One of the debates between Justice Scalia’s majority opinion and Justice Breyer’s dissenting opinion in the new knock-and-announce decision, Hudson v. Michigan, is which opinion is more consistent with the Court’s Fourth Amendment precedents. According to Scalia, automatic suppression for a knock-and-announce violation is inconsisent with precedent; according to Breyer, precedents strongly support such a rule. Which side is right?
As a doctrinal matter, it seems to me that Justice Scalia’s majority opinion has it basically right. First, Fourth Amendment rules traditionally have focused on the facial validity of the warrant — the requirements of probable cause and particularity — rather than its execution. So long as the evidence discovered is within the scope of the warrant, the execution of the warrant traditionally receives very little constitutional scrutiny. Second, even where the Court has announced a constitutional suppression remedy, that remedy is typically limited by all sorts of exceptions such as good faith and fruit-of-the-poisonous tree doctrine. As every practicing criminal lawyer knows, when the police have a warrant the evidence is probably coming in even if the defense can find some technical violation along the way. So if the question is which rule fits most naturally into the preexisting framework of Fourth Amendment law, it seems pretty clear that it’s the majority’s rule, not the dissent’s. Put another way, Scalia’s opinion essentially restores the constitutional status quo.
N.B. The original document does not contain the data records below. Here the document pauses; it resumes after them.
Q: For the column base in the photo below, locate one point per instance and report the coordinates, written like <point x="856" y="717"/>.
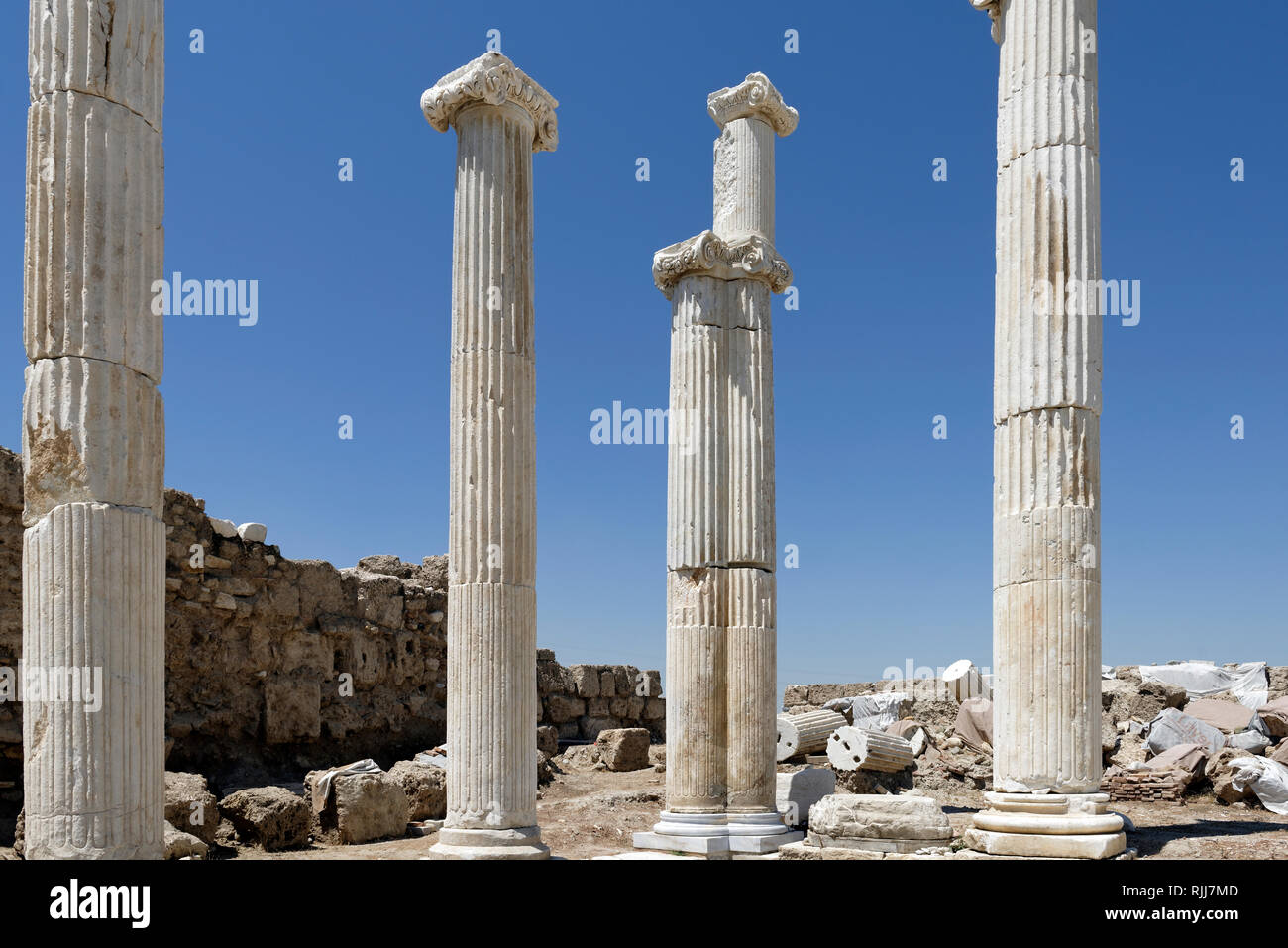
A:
<point x="514" y="843"/>
<point x="716" y="833"/>
<point x="1061" y="826"/>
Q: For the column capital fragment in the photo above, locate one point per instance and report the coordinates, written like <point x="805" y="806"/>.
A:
<point x="494" y="80"/>
<point x="993" y="8"/>
<point x="707" y="256"/>
<point x="755" y="95"/>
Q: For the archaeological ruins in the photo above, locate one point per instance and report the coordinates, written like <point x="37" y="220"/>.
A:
<point x="172" y="686"/>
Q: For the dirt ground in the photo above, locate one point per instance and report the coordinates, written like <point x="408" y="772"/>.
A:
<point x="589" y="813"/>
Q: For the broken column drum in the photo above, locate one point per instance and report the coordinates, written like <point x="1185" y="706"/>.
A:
<point x="500" y="116"/>
<point x="93" y="562"/>
<point x="720" y="496"/>
<point x="806" y="733"/>
<point x="863" y="749"/>
<point x="1046" y="462"/>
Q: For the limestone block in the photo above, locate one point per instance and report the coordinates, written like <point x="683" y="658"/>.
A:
<point x="880" y="817"/>
<point x="562" y="707"/>
<point x="93" y="600"/>
<point x="269" y="817"/>
<point x="94" y="233"/>
<point x="380" y="599"/>
<point x="797" y="792"/>
<point x="425" y="788"/>
<point x="93" y="432"/>
<point x="964" y="682"/>
<point x="292" y="708"/>
<point x="548" y="740"/>
<point x="189" y="806"/>
<point x="585" y="679"/>
<point x="180" y="845"/>
<point x="321" y="590"/>
<point x="623" y="749"/>
<point x="590" y="728"/>
<point x="362" y="806"/>
<point x="1064" y="846"/>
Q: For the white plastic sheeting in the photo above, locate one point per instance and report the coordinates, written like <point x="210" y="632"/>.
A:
<point x="1263" y="777"/>
<point x="1172" y="728"/>
<point x="871" y="711"/>
<point x="1245" y="682"/>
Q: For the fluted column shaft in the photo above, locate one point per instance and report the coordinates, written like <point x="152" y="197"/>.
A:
<point x="94" y="433"/>
<point x="1046" y="500"/>
<point x="492" y="621"/>
<point x="721" y="729"/>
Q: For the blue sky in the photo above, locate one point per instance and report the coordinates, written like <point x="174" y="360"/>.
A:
<point x="896" y="321"/>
Justice Breyer’s dissent relies heavily on policy arguments, but also accuses the majority of departing from the Court’s precedents. According to Breyer, suppression is required as a matter of “elementary logic” drawn from the Court’s cases:
We have held that a court must conside[r] whether officers complied with the knock-and announce requirement in assessing the reasonableness of a search or seizure. Wilson, 514 U. S., at 934 (emphasis added); see Banks, 540 U. S., at 36. The Fourth Amendment insists that an unreasonable search or seizure is, constitutionally speaking, an illegal search or seizure. And ever since Weeks (in respect to federal prosecutions) and Mapp (in respect to state prosecutions), the use of evidence secured through an illegal search and seizure is barred in criminal trials.
To be candid, though, this is pretty amateurish. If you’re going to rely on “elementary logic,” I think you need to address the difference between holding that the knock-and-announce requirement is not irrelevant to reasonableness and holding that a violation of the requirement automatically renders a search unreasonable. That’s the issue presented by the case, and it’s not covered by the syllogism. Further, it’s just not accurate to say that “the use of evidence secured through an illegal search and seizure is barred in criminal trials,” as that is clearly not the case under doctrines such as the good faith exception of Leon, the fruit of the poisonous tree doctrine of Wong Sun, and lots of other doctrines such as inevitable discovery and standing rules that limit the scope of the Fourth Amendment exclusionary rule. In light of that, an automatic suppression rule for knock-and-announce violations would have been a pretty dramatic departure from existing Fourth Amendment law.
Reasonable people can disagree on what the remedy should be for knock-and-announce violations. The rule wasn’t constitutionalized until 1995, and the Court had carefully avoided the remedies question until now. And my guess is that most Fourth Amendment commentators don’t much care about the precedents: If you think that existing Fourth Amendment law has it wrong, then doctrinal coherence is a liability rather than an asset. But if the question is finding a rule that best fits into the framework of the Court’s precedents, it seems to me that the majority has it basically right.